# I want to design my own logo



## oddtodd (Nov 5, 2013)

What is a good program to design logos in? I want to do my own because my railroad is going to be a fictitious branch in the 1970s in my hometown of richmond indiana. That when a lot of the good industries were still here, like D&M which made dishwashers and refrigerators for about 20 different brands, Belden's plant was a lot bigger, Wallace Sheet metal which made caskets, and a whole bunch of others. I want to call it the whitewater east division, but I don't have a clue on where to start. Any ideas of a good program?


----------



## wvgca (Jan 21, 2013)

i used corel draw a while back... but its not a quick learning curve ... not sure if windows paint will give you what you want, but it is free..


----------



## spoil9 (Dec 24, 2008)

I'm a big fan of photoshop (but not a fan of the price).
Or you could sketch some ideas on paper, scan them in to your computer and finish it in MS paint like wvgca suggested.

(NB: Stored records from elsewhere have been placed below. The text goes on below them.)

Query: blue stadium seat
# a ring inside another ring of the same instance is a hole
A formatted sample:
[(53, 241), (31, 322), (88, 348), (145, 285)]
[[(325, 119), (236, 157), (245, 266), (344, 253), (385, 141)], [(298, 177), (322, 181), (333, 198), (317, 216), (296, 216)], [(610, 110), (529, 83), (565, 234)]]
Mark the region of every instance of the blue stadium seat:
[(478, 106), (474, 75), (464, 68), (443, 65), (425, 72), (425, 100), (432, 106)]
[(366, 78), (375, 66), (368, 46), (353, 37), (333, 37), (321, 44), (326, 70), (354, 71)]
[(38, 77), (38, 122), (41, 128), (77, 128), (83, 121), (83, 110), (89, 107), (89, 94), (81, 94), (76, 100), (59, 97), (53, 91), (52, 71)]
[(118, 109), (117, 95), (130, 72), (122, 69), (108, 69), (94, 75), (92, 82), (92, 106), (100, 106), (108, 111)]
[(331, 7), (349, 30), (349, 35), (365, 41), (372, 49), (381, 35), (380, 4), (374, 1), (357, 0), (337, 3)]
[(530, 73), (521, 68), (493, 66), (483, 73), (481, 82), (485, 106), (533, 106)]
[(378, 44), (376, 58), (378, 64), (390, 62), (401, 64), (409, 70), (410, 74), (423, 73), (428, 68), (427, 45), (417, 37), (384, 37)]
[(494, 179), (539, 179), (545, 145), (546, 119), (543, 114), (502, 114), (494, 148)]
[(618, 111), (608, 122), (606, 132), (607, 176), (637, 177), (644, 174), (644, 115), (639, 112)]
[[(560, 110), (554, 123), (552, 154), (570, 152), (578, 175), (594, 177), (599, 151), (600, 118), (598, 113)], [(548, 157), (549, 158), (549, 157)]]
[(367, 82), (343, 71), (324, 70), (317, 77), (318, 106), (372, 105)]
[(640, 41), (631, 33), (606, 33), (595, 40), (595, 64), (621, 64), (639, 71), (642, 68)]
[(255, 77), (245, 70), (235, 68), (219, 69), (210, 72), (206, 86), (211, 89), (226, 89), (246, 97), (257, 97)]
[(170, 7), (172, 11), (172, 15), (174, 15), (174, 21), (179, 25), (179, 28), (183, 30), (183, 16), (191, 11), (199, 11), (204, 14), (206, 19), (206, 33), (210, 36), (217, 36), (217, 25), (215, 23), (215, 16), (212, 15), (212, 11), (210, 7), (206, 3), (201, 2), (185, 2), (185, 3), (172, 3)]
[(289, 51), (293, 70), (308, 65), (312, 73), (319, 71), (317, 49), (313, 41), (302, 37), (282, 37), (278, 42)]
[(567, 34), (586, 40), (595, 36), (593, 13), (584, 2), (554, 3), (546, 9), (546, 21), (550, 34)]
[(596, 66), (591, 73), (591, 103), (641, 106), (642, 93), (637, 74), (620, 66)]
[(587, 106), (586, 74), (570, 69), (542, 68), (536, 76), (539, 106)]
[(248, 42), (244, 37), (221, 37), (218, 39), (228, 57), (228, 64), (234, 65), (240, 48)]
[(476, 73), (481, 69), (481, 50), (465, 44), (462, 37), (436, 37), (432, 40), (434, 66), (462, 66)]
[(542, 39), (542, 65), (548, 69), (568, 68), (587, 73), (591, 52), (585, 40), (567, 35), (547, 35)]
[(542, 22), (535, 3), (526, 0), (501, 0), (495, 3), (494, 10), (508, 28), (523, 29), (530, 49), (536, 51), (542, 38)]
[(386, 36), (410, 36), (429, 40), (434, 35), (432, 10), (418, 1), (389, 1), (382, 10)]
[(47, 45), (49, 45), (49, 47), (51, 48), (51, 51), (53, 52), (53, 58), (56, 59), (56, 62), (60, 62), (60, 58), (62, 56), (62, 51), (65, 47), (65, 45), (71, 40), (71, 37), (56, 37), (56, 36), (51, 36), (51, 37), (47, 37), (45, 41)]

Not sure if Google sketch up would work for this? I think that's more of a 3D program? But it's free. You can also download free trials of different autocad software if you claim to be a student.


----------



## Hutch (Dec 19, 2012)

Gimp is free and works like Photoshop.


----------



## wvgca (Jan 21, 2013)

i did a quick google search for 'free logo creator', and there are lots of results...depending on what you want... most have the ability to add in an image, line art or abstract, all can do different fonts and colors it seemed, only a few can 'curve' the text, which is what i want for my own private road, "Squirrel Creek", i didn't look to see what they can do for sizing, but a color print can be easily re-sized at local copy hut or staples stores..
better than half of these ran online, no download or purchase neccesary, and let you grab the saved image .. i already have some clear and white decal paper for the inkjet printer, somewhere....?


----------



## oddtodd (Nov 5, 2013)

I found one and I am working on it now. Thanks guys!


----------



## Southern (Nov 17, 2008)

oddtodd said:


> I found one and I am working on it now. Thanks guys!


What is it? I want to make one for the Southern Atlantic Seaboard Railway.


----------